Cells from non-degenerate human IVD were obtained from spine donors and cells from degenerate IVDs came from patients undergoing surgery for low back pain. Gene expression of TLR-1,2,4,6, senescence and senescence-associated secretory phenotype (SASP) markers was evaluated by RT-qPCR in isolated cells. Matrix synthesis was verified with safranin-O staining and Dimethyl-Methylene Blue Assay (DMMB) confirmed proteoglycan content. Protein expression of p16, SASP factors, and TLR-2 was evaluated by immunocytochemistry (ICC) and/or by enzyme-linked immunosorbent assay (ELISA).
An increase in senescent cells was found following 48-h induction with a TLR-2/6 agonist in cells from both non-degenerate and degenerating human IVDs. Higher levels of SASP factors, TLR-2 gene expression, and protein expression were found following 48-h induction with TLR-2/6 agonist. Treatment with o-vanillin reduced the number of senescent cells, and increased matrix synthesis in IVD cells from back pain patients. Treatment with o-vanillin after induction with TLR-2/6 agonist reduced gene and protein expression of SASP factors and TLR-2. Co-localized staining of p16 and TLR-2 demonstrated that senescent cells have a high TLR-2 expression.
Taken together our data demonstrate that activation of TLR-2/6 induce senescence and increase TLR-2 and SASP expression in cells from non-degenerate IVDs of organ donors without degeneration and back pain and in cells from degenerating human IVD of patients with disc degeneration and back pain. The senescent cells showed high TLR-2 expression suggesting a link between TLR activation and cell senescence in human IVD cells. The reduction in senescence, SASP, and TLR-2 expression suggest o-vanillin as a potential disease-modifying drug for patients with disc degeneration and back pain.
在背痛患者退变的椎间盘(IVD)中,衰老细胞水平以及Toll样受体1、2、4和6(TLR)的表达均有所增加。然而,目前尚不清楚TLR表达的增加是与衰老细胞有关,还是在所有细胞中更为普遍的增加。也不清楚IVD细胞中的TLR激活是否会诱导细胞衰老。

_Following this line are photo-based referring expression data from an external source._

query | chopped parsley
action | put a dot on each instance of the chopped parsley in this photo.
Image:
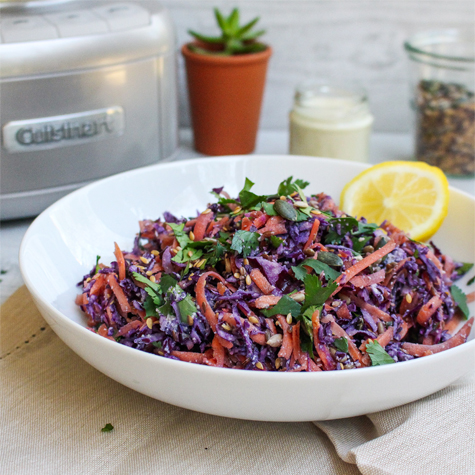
(460, 299)
(341, 344)
(378, 354)
(244, 242)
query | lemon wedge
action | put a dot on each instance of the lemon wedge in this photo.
(413, 196)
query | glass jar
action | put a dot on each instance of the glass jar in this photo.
(443, 83)
(330, 120)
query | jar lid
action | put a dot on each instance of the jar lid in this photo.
(453, 49)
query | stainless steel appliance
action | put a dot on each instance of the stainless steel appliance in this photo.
(87, 89)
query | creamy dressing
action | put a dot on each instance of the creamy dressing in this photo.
(329, 123)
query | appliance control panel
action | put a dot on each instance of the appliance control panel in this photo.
(73, 23)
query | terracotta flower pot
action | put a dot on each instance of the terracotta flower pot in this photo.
(225, 99)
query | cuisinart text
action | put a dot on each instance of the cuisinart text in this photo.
(60, 131)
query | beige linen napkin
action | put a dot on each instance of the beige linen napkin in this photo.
(53, 406)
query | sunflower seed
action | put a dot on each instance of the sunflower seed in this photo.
(275, 340)
(329, 258)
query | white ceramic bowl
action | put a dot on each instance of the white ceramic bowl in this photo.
(62, 244)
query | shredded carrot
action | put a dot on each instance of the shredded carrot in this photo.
(120, 261)
(98, 285)
(103, 331)
(201, 224)
(259, 279)
(374, 311)
(296, 342)
(313, 234)
(254, 333)
(428, 309)
(266, 301)
(81, 299)
(286, 348)
(218, 352)
(327, 361)
(349, 273)
(129, 326)
(119, 294)
(361, 281)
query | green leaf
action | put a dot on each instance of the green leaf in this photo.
(167, 282)
(167, 310)
(253, 35)
(183, 255)
(187, 307)
(466, 266)
(284, 306)
(153, 285)
(344, 225)
(150, 307)
(276, 241)
(460, 299)
(318, 266)
(378, 354)
(315, 293)
(341, 344)
(365, 228)
(182, 237)
(107, 428)
(247, 198)
(244, 242)
(205, 39)
(287, 187)
(97, 264)
(268, 209)
(233, 21)
(220, 20)
(250, 199)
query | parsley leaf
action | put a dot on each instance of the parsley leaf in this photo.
(276, 241)
(378, 354)
(150, 306)
(460, 299)
(148, 282)
(284, 306)
(315, 293)
(245, 242)
(287, 187)
(464, 268)
(97, 264)
(187, 307)
(182, 238)
(339, 227)
(184, 255)
(247, 198)
(268, 209)
(341, 344)
(318, 266)
(167, 282)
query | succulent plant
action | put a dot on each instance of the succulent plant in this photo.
(234, 39)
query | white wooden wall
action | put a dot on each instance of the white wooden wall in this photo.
(356, 39)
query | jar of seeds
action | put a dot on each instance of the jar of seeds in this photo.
(443, 84)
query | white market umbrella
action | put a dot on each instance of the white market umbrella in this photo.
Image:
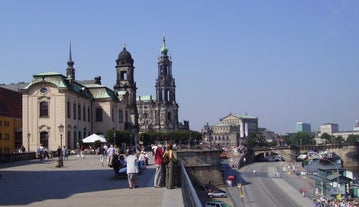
(93, 138)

从脊柱供体获取非退变人IVD的细胞,退变IVD的细胞来自接受下腰痛手术的患者。通过RT-qPCR评估分离细胞中TLR-1、2、4、6、衰老及衰老相关分泌表型(SASP)标志物的基因表达。用番红O染色验证基质合成,用二甲基亚甲基蓝法(DMMB)确认蛋白聚糖含量。通过免疫细胞化学(ICC)和/或酶联免疫吸附测定(ELISA)评估p16、SASP因子和TLR-2的蛋白表达。
用TLR-2/6激动剂诱导48小时后,在非退变和退变的人IVD细胞中均发现衰老细胞增加。用TLR-2/6激动剂诱导48小时后,发现SASP因子、TLR-2基因表达和蛋白表达水平更高。用邻香草醛处理可减少衰老细胞数量,并增加背痛患者IVD细胞中的基质合成。在TLR-2/6激动剂诱导后用邻香草醛处理可降低SASP因子和TLR-2的基因及蛋白表达。p16和TLR-2的共定位染色表明衰老细胞具有高TLR-2表达。
综合我们的数据表明,TLR-2/6的激活在器官供体无退变和背痛的非退变IVD细胞以及椎间盘退变和背痛患者的退变人IVD细胞中诱导衰老并增加TLR-2和SASP表达。衰老细胞显示出高TLR-2表达,提示TLR激活与人IVD细胞中的细胞衰老之间存在联系。衰老、SASP和TLR-2表达的降低表明邻香草醛作为椎间盘退变和背痛患者的潜在疾病修饰药物。